Postoperatively, the patient received octreotide (3 × 100 μg/d) for 5 days. The postoperative course was uneventful and the patient was dismissed on POD 18. The patient was readmitted with fever, pain in the upper abdomen, and slightly increased levels of CRP (10.9 mg/dl, norm <0.5) on POD 22. CT scan showed a liquid collection in direct contact to the aberrant pancreatic parenchyma (Fig. 5c,d). Additionally, the CT scan demonstrated a direct connection of the transected aberrant pancreatic parenchyma behind the portal vein to the pancreatic body (Fig. 5a,b). The liquid collection was drained interventionally with a transhepatic catheter revealing a putrid liquid with a high activity of lipase and amylase (lipase 3,506 U/l—norm 13–60; amylase 202 U/I–norm 13–53). Under antibiotic therapy the inflammation parameters as well as the lipase and amylase values were decreasing. The drain was removed on day 14 after insertion. The patient was dismissed three days later.

Fig. 5
figure 5

Contrast enhanced postoperative CT scan after second admission to hospital revealing the transection line (clips) (light arrow in a, b, and d) and part of the aberrant pancreatic tissue (bold arrow in a and b) behind the portal vein (open arrow in a). Cauda and corpus of the pancreas (arrowhead in a and b) are inconspicuous.

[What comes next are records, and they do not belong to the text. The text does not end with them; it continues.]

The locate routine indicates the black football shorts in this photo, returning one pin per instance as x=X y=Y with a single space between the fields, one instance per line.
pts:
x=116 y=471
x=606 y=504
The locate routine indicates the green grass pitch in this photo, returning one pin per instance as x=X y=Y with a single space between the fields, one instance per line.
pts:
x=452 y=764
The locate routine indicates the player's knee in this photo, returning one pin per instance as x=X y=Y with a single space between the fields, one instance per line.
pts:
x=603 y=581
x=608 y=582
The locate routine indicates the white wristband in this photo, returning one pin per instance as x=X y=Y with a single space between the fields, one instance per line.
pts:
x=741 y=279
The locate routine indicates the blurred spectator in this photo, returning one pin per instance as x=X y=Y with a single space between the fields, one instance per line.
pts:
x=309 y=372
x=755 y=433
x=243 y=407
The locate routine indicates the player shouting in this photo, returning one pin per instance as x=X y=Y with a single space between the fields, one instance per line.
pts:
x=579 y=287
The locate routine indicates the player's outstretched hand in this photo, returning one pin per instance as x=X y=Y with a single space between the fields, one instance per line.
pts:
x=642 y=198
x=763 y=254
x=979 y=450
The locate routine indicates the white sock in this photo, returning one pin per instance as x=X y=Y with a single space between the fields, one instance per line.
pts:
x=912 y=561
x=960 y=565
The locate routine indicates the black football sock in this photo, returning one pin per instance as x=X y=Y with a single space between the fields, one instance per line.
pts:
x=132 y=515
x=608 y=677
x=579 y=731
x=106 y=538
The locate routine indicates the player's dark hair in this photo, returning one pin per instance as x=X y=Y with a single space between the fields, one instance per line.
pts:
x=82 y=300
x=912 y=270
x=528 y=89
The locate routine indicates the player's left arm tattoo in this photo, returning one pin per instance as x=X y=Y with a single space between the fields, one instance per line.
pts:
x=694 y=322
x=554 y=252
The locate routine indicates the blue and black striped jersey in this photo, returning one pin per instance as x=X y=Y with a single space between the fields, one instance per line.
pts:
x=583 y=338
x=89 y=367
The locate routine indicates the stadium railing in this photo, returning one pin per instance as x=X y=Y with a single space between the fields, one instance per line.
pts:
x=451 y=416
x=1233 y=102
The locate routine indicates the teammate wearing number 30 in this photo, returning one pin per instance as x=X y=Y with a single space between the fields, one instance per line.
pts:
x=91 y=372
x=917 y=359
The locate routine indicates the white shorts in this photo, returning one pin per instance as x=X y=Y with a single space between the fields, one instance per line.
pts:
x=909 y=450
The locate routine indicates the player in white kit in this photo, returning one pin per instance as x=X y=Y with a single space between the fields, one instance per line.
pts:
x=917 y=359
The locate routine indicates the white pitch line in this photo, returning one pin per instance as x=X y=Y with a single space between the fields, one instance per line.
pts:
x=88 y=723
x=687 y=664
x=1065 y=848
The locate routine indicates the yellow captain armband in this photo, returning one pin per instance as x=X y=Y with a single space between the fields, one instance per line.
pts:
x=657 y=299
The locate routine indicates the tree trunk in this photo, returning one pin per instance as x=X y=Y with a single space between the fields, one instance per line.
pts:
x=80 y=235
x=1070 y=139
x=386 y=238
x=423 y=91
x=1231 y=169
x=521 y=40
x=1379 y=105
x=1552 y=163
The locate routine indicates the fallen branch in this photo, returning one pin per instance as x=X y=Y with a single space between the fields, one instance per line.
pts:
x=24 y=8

Note a liquid collection (asterisk in c and d) with connection to the stapler line (light arrow in d) indicating a pancreatic fistula starting from the aberrant pancreatic tissue

Discussion

We report the second case ever published of a complete encasement of the portal vein by pancreatic parenchyma in humans.

The pancreas develops from the ventral (uncinate process and part of the pancreatic head) and foregut endoderm. During the process of the embryogenesis, both pancreatic primordia rotate and join behind the duodenum. A complete fusion of the uncinate process with the dorsal primordium has been described once by Hamanaka et al. [1, 2, 5]. This very rare anomaly has lead us to modify the operative procedure—a second transection of the accessory pancreatic parenchyma was necessary and thus a potentially dangerous complication resulted. Considering the CT scans, we assume that the origin of the pancreatic fistula was a small leakage in the stapler line of the transected aberrant pancreatic tissue. Because the stapler line appeared to be sufficient, we did not consider a complete transection of the pancreatic body on the left side of the portal vein and anastomosis to the jejunal loop. Retrospectively, this could have lowered the risk of a pancreatic leakage. Pancreatic leakage constitutes a clinically relevant complication especially in tumor patients despite of an improved suture technique of the pancreatojejunostomy [6, 7]. In designated centers, there is a prevalence of 10% with a mortality rate up to 12%—in most cases a treatment with a drainage is possible [810]. This case report shows that in pancreatic surgery, it is important to recognize even rare anomalies and to modify the operative procedure to minimize postoperative morbidity.